There were never days that I dreaded coming to work. They were never days I was watching the clock. The days were going by so quickly. The company was in a period of incredible change. The company just sold from Anne to the second owner and it was a lot more open-mindedness to how to run the business. They were turning in from a pretzel company into a brand. They were understanding the world around branding, which I really appreciate it. It was excited to be involved in. I worked for an amazing woman at the time who was the CMO and she was really encouraging and really nurturing and helped me grow in my career. Here I am thirteen years later.

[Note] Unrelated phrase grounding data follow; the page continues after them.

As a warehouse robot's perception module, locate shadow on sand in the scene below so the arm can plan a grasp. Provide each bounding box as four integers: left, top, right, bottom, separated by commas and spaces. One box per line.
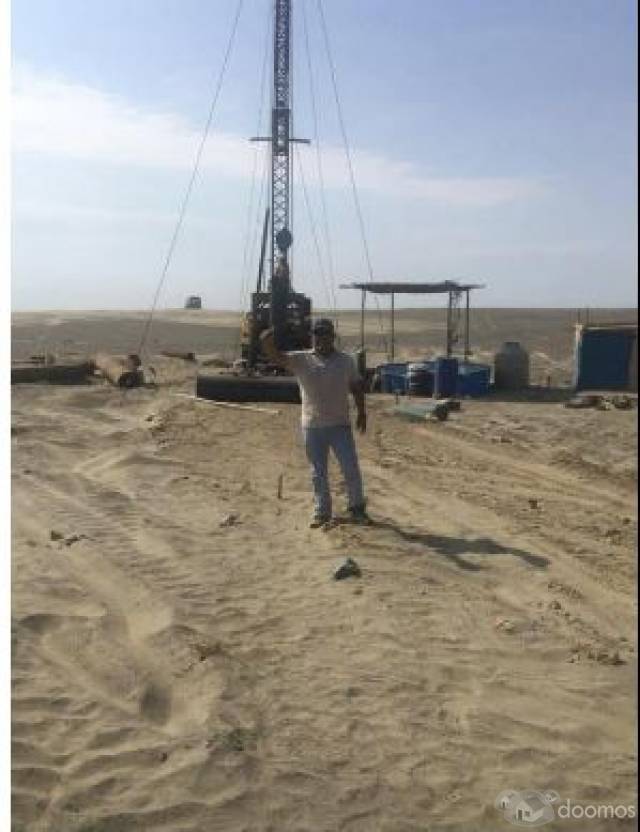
360, 518, 551, 572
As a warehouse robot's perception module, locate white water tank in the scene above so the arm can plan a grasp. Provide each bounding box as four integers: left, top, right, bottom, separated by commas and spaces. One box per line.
493, 341, 529, 390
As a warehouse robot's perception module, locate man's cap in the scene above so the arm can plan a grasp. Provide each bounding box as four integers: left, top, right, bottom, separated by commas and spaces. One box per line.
311, 318, 335, 335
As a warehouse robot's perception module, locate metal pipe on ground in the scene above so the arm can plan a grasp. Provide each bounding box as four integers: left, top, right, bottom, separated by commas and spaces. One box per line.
196, 373, 300, 404
94, 353, 143, 387
11, 361, 93, 384
160, 350, 196, 361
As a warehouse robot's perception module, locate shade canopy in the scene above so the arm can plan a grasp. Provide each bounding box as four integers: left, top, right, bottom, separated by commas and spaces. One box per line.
340, 280, 484, 295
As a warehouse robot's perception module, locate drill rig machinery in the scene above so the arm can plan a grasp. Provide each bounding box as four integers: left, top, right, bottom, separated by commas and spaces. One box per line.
197, 0, 311, 401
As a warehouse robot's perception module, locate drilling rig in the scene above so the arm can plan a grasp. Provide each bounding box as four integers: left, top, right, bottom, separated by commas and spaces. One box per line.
197, 0, 311, 401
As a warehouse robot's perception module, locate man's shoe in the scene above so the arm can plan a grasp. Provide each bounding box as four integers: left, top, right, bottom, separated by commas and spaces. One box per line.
348, 506, 371, 523
309, 514, 331, 529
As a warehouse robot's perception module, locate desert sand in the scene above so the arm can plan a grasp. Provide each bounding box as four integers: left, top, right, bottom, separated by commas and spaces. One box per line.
11, 310, 637, 832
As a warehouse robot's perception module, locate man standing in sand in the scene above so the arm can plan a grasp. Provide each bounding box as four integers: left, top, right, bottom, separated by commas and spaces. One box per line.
260, 318, 368, 528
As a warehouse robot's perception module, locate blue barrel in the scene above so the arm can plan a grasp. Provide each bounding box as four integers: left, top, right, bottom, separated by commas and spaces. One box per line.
407, 361, 434, 396
458, 362, 491, 397
380, 364, 407, 395
433, 357, 458, 399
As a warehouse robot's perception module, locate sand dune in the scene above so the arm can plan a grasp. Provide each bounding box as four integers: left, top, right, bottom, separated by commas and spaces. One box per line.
12, 314, 637, 832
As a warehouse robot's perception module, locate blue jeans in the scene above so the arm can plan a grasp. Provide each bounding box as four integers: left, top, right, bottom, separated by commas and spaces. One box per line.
302, 425, 365, 517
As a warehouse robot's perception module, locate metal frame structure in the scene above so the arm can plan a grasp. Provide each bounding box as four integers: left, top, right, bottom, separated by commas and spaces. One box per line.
340, 280, 484, 361
246, 0, 311, 360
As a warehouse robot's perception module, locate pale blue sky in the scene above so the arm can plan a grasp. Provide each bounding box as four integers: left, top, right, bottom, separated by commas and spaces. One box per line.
12, 0, 637, 309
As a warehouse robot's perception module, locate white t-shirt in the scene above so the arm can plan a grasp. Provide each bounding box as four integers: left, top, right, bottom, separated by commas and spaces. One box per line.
287, 350, 360, 428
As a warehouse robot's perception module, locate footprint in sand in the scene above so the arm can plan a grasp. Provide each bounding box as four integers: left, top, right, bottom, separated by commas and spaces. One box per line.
140, 682, 171, 725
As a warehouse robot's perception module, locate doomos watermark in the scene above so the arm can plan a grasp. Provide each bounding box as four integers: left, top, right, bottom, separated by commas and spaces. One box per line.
494, 789, 636, 827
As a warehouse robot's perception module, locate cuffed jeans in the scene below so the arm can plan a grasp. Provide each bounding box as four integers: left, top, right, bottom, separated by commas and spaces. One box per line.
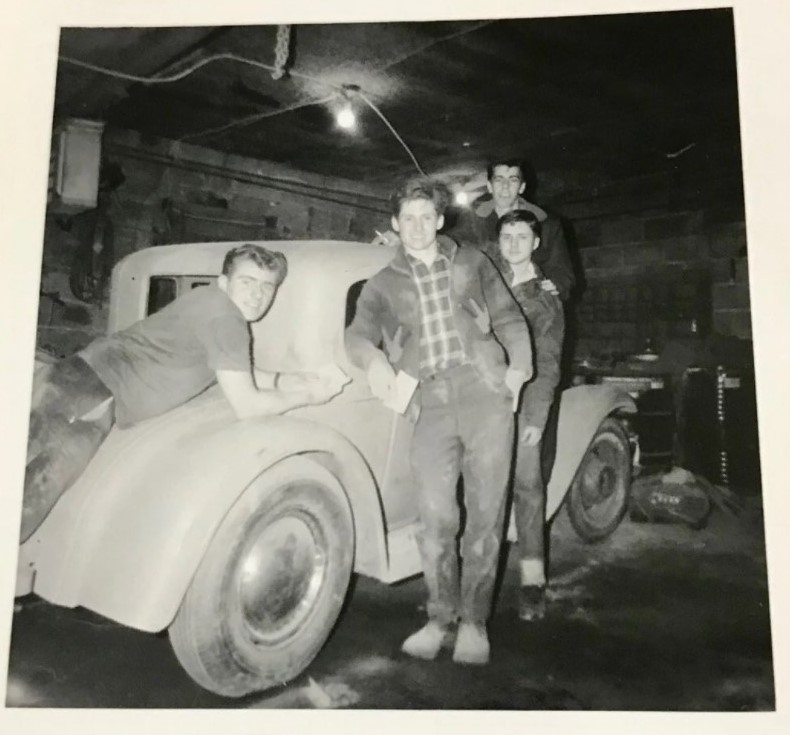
20, 355, 114, 542
411, 365, 513, 625
513, 432, 546, 567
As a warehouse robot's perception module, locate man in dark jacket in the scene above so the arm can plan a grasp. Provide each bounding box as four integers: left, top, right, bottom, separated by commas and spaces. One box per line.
20, 243, 343, 542
446, 159, 575, 301
495, 209, 565, 620
346, 179, 532, 664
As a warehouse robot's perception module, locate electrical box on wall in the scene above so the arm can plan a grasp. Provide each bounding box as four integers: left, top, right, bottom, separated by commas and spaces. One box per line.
47, 118, 104, 214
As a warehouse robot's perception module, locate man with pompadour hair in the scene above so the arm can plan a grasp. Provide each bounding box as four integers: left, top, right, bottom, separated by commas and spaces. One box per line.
446, 158, 576, 301
20, 243, 343, 542
346, 179, 532, 664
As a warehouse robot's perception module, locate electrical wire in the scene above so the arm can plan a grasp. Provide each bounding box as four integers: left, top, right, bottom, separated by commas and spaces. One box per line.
357, 92, 427, 176
58, 53, 343, 92
58, 19, 496, 176
372, 18, 497, 72
178, 94, 337, 141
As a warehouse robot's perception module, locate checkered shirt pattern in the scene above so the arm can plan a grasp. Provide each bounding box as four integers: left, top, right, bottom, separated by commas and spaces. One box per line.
406, 251, 467, 377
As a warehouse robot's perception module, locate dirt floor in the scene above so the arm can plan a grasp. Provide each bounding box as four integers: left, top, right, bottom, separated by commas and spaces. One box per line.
7, 498, 774, 711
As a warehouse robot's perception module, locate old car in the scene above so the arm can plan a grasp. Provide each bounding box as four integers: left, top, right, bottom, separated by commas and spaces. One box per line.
16, 241, 634, 697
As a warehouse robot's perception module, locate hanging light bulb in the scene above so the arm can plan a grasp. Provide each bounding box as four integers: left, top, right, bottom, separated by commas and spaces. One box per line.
336, 102, 357, 130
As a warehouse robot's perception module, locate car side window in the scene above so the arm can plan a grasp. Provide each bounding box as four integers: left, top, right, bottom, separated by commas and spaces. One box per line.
145, 276, 217, 316
145, 276, 178, 316
346, 279, 367, 327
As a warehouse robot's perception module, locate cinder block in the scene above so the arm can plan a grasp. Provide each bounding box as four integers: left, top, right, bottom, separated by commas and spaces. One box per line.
731, 309, 752, 339
735, 258, 749, 283
644, 212, 702, 240
713, 309, 752, 339
623, 244, 664, 265
708, 222, 746, 258
572, 220, 601, 252
661, 235, 708, 263
713, 283, 750, 310
600, 218, 644, 245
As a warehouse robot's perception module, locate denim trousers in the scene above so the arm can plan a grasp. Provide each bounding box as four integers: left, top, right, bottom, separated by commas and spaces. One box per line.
513, 428, 546, 564
20, 355, 114, 542
410, 365, 514, 624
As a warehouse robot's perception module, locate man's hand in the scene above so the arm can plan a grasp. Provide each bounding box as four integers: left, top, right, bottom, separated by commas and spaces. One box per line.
370, 230, 400, 248
540, 278, 560, 296
277, 373, 321, 393
518, 426, 543, 447
505, 367, 532, 396
505, 367, 532, 413
368, 353, 395, 403
301, 373, 348, 412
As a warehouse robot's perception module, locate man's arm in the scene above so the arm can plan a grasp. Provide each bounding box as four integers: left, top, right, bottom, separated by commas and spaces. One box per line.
532, 216, 576, 301
480, 256, 533, 380
216, 370, 342, 419
345, 281, 384, 370
345, 281, 395, 401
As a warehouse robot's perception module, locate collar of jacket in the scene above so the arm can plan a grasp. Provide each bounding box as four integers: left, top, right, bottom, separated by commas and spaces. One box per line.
494, 253, 545, 288
390, 235, 458, 276
475, 197, 549, 222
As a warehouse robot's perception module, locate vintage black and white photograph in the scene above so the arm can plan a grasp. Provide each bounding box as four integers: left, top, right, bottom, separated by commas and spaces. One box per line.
2, 3, 784, 724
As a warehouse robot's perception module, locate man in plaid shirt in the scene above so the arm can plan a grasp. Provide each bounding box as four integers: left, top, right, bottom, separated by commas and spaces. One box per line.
346, 179, 532, 664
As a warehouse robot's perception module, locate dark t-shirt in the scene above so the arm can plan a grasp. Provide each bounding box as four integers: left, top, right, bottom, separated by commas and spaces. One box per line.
79, 286, 250, 427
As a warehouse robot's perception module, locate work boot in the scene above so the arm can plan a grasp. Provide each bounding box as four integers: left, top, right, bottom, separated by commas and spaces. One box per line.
453, 623, 491, 666
518, 584, 546, 620
401, 620, 449, 661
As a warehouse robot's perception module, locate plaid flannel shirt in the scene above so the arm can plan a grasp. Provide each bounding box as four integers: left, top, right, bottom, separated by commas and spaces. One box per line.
406, 248, 467, 377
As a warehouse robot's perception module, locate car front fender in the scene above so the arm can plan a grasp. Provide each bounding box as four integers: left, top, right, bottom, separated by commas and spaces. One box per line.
546, 385, 636, 520
20, 394, 387, 632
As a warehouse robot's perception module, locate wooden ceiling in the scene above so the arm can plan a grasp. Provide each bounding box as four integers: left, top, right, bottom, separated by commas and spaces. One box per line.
55, 9, 740, 203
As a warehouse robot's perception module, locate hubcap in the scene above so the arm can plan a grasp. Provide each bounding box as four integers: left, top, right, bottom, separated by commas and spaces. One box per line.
236, 514, 327, 644
581, 438, 619, 524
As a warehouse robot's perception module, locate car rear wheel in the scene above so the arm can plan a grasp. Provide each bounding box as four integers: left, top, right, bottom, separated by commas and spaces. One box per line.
566, 417, 631, 543
168, 457, 354, 697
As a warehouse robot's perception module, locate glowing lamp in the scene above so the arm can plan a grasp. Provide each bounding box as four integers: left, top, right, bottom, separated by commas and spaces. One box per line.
337, 105, 357, 130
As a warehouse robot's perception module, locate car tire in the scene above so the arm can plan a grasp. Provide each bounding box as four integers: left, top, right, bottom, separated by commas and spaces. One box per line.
566, 417, 631, 543
168, 457, 354, 697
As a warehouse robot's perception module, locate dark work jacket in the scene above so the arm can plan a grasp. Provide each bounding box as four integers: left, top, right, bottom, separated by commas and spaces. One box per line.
346, 235, 532, 418
495, 262, 565, 430
444, 197, 576, 301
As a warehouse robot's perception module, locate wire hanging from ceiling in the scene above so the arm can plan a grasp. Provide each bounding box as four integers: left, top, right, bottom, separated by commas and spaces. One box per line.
178, 94, 337, 141
357, 92, 427, 176
58, 20, 496, 176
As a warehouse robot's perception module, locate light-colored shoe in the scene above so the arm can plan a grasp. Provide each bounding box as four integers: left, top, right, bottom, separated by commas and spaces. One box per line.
401, 620, 449, 661
453, 623, 491, 666
518, 585, 546, 621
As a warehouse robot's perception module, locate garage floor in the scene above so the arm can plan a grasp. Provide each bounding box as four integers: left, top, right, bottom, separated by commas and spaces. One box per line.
7, 499, 774, 711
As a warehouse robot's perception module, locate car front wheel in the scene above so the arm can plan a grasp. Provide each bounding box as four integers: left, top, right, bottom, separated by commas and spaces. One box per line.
566, 417, 631, 543
168, 457, 354, 697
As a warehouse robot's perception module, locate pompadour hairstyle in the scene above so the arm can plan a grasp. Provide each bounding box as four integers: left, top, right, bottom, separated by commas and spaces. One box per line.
390, 176, 450, 217
222, 242, 288, 286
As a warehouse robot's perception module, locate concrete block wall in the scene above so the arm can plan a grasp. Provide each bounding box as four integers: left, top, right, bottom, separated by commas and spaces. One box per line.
38, 130, 388, 355
571, 209, 751, 357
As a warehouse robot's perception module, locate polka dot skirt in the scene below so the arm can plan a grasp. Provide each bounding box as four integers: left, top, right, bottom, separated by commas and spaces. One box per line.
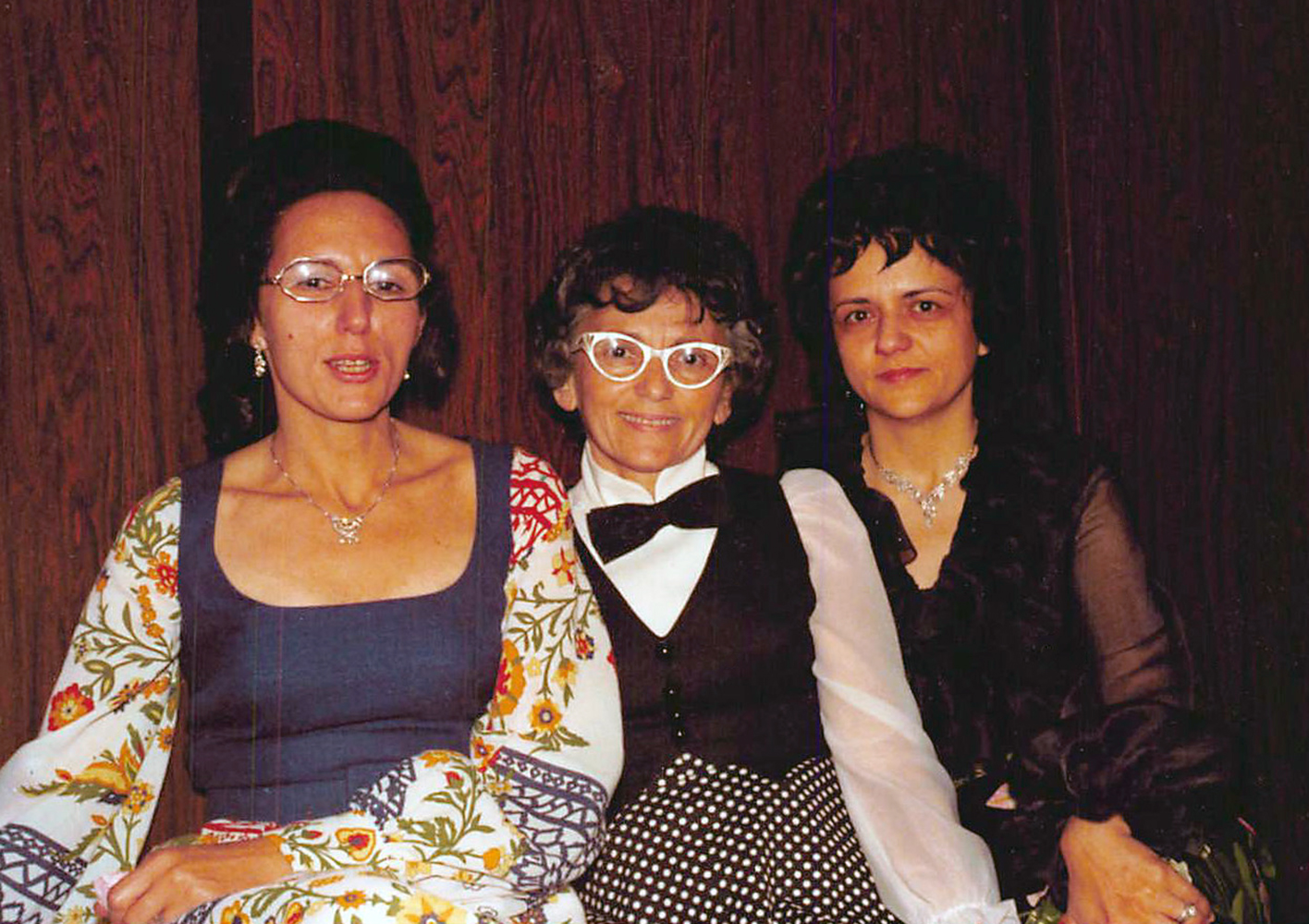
579, 754, 896, 924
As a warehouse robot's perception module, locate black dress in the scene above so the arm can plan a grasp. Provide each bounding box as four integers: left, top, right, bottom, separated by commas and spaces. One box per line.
577, 468, 896, 924
811, 432, 1225, 907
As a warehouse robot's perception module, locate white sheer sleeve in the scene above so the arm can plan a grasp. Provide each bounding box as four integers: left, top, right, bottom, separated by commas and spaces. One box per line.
781, 468, 1017, 924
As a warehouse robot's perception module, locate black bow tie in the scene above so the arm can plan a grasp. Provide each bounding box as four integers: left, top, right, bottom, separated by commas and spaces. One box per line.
586, 475, 727, 562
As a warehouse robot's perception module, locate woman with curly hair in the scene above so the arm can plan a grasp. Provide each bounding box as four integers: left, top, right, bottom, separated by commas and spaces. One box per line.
787, 147, 1256, 924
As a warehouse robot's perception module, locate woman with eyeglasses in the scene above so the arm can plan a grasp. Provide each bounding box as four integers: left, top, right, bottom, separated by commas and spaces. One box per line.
0, 122, 620, 924
529, 208, 1012, 924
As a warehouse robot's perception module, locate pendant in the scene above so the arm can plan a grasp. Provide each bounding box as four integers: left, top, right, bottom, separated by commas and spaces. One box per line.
327, 515, 364, 546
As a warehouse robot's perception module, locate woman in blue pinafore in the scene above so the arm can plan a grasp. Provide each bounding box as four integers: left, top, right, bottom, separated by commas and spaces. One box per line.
0, 122, 622, 924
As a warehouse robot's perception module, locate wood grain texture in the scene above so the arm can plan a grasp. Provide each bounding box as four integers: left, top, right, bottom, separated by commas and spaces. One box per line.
1050, 1, 1309, 906
0, 0, 202, 837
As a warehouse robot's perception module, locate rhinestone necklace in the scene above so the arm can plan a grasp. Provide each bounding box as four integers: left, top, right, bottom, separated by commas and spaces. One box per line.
268, 423, 400, 546
862, 433, 978, 526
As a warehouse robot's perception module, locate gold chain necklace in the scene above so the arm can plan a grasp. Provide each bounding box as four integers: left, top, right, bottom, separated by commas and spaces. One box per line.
864, 433, 978, 526
268, 423, 400, 546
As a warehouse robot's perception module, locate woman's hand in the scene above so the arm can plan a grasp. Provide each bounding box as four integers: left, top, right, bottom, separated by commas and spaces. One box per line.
1059, 815, 1214, 924
107, 838, 292, 924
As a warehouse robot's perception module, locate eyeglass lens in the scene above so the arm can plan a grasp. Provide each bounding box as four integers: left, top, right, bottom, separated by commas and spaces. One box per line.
277, 258, 427, 301
591, 334, 723, 384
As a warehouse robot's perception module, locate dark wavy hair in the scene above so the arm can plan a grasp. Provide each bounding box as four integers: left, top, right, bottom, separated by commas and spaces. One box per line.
196, 120, 454, 456
784, 145, 1026, 429
528, 205, 777, 432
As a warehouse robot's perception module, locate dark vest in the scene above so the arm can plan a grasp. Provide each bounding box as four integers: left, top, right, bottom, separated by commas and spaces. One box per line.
577, 468, 827, 814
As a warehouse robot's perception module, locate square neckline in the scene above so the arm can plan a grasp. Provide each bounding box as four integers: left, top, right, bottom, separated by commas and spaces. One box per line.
202, 440, 487, 613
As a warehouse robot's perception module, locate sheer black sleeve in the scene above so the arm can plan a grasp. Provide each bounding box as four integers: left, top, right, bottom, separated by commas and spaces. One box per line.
1014, 469, 1227, 894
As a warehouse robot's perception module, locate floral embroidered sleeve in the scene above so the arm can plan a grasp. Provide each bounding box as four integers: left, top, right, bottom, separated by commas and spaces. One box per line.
263, 450, 622, 920
0, 479, 180, 924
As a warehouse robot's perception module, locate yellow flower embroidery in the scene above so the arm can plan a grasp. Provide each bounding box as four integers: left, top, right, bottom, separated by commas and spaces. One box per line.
532, 699, 563, 733
555, 658, 577, 687
336, 827, 377, 862
335, 889, 366, 908
490, 638, 528, 716
223, 902, 250, 924
396, 892, 469, 924
123, 783, 154, 815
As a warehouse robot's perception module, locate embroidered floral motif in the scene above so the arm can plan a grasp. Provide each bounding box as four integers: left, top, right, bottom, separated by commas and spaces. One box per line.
553, 548, 577, 588
532, 699, 561, 735
145, 553, 177, 597
396, 892, 469, 924
336, 827, 377, 862
46, 683, 95, 732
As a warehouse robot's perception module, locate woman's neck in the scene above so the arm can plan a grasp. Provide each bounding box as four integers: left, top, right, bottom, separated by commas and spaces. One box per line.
270, 409, 400, 510
868, 405, 978, 488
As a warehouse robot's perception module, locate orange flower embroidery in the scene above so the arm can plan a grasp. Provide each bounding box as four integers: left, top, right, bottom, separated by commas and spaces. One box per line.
335, 889, 366, 908
491, 638, 528, 716
555, 658, 577, 687
472, 736, 500, 770
123, 783, 154, 815
396, 892, 469, 924
551, 548, 577, 588
223, 902, 250, 924
419, 751, 450, 767
336, 827, 377, 862
532, 699, 563, 733
46, 683, 95, 732
145, 553, 177, 597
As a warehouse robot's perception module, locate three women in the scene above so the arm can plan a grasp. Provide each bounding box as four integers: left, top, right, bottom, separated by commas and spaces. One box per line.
788, 147, 1258, 924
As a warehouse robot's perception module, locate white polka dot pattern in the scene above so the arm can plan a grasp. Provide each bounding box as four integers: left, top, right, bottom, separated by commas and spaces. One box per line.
579, 754, 896, 924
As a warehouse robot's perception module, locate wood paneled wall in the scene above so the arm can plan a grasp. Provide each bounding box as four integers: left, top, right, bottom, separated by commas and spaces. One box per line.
0, 0, 1309, 920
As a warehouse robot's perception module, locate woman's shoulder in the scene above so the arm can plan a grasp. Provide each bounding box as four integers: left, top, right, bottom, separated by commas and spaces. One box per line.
969, 425, 1107, 496
123, 475, 182, 531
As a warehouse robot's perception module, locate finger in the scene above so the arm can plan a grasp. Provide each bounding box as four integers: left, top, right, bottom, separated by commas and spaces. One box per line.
114, 886, 173, 924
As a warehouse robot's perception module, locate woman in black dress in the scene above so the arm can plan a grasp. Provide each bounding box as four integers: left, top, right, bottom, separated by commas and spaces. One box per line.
787, 147, 1262, 924
530, 208, 1013, 924
0, 122, 622, 924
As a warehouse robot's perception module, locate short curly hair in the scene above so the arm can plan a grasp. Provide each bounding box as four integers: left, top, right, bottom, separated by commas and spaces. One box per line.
784, 144, 1023, 419
196, 119, 454, 455
528, 205, 777, 419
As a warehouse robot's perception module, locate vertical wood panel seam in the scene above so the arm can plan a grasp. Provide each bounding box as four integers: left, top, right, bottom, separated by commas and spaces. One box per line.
1048, 4, 1083, 433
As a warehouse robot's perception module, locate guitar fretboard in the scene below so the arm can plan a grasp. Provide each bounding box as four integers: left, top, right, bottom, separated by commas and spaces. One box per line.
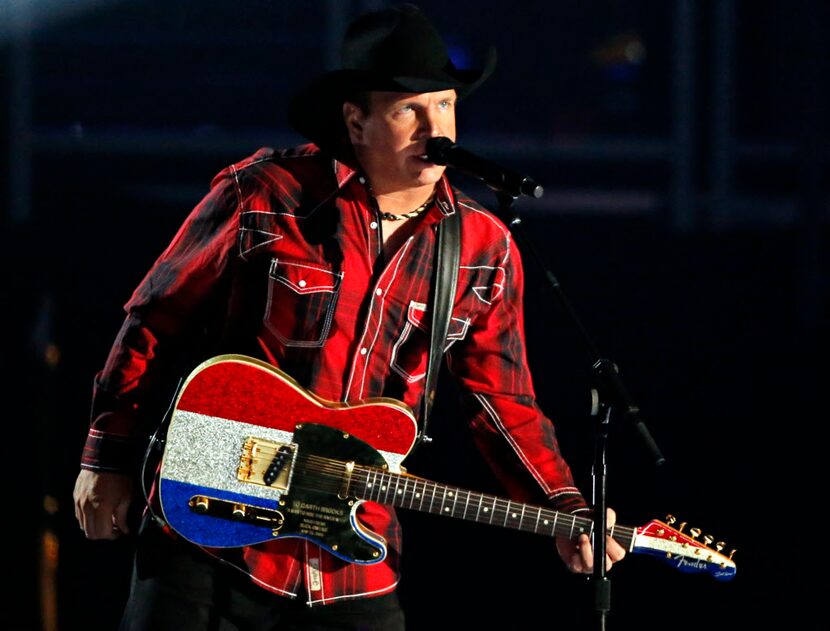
350, 467, 634, 549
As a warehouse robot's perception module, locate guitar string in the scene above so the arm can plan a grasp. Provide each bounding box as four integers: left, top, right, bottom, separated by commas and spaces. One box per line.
254, 448, 636, 537
255, 449, 636, 538
254, 449, 636, 537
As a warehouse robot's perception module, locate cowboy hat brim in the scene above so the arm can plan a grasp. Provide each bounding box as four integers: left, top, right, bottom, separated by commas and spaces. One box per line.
288, 48, 496, 157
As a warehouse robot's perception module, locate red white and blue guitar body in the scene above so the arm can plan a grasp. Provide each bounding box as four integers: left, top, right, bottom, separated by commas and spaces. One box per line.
159, 355, 736, 580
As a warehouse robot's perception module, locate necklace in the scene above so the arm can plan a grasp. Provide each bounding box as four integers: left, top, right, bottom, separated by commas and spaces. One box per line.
380, 193, 435, 221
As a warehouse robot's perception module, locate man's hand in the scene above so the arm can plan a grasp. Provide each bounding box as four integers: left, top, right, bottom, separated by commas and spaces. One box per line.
73, 469, 133, 539
556, 508, 625, 574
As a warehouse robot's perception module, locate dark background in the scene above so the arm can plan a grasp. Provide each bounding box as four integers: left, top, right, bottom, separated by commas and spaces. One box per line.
0, 0, 830, 630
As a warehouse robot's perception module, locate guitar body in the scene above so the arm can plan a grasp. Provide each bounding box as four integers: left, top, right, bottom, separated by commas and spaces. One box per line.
159, 355, 417, 563
158, 355, 736, 580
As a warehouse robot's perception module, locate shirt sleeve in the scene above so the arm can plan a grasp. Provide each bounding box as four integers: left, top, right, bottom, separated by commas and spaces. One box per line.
448, 230, 588, 512
81, 174, 238, 472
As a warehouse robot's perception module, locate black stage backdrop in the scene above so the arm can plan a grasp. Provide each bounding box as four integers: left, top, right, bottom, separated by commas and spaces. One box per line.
0, 0, 828, 630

It’s an amazing story but there are a couple of things that I want to actually hone in on that you said. First of all, I think the fact that you did all these adventurous things says a lot about you and that probably even translates now into how you think about marketing and branding and the fact that you want to include that adventure in your life. I’m always amazed at when people, “They’re accelerated and they’re going to graduate from college early.” I’m like, “What’s your rush? Have a really good time. Life is long hopefully.” The other thing is mentorship. You mentioned there are some people in your life and career that really helped you along. How has that made a difference for you having those people to guide you and give you advice?

Mentors

It’s made all the difference in the world. The first person that I look back to as my mentors is my mom, incredible woman who is a single mom, multiple degrees, worked her tail off and then retired early and is enjoying her life. She’s actually traveling now a lot more than she did when she was younger. She’s always been incredibly nurturing in the regard that she never told us we couldn’t do something. There was never, “That’s a cute idea, you’ll never do it.” I told her I wanted to move to California and she’s, “Have fun. Enjoy yourself.” In hindsight I’ve said to her, “Did you freak out when we moved to California?” She’s like, “Yes, a little bit but I knew I’d give you the foundation you needed to make the right decisions in your life.”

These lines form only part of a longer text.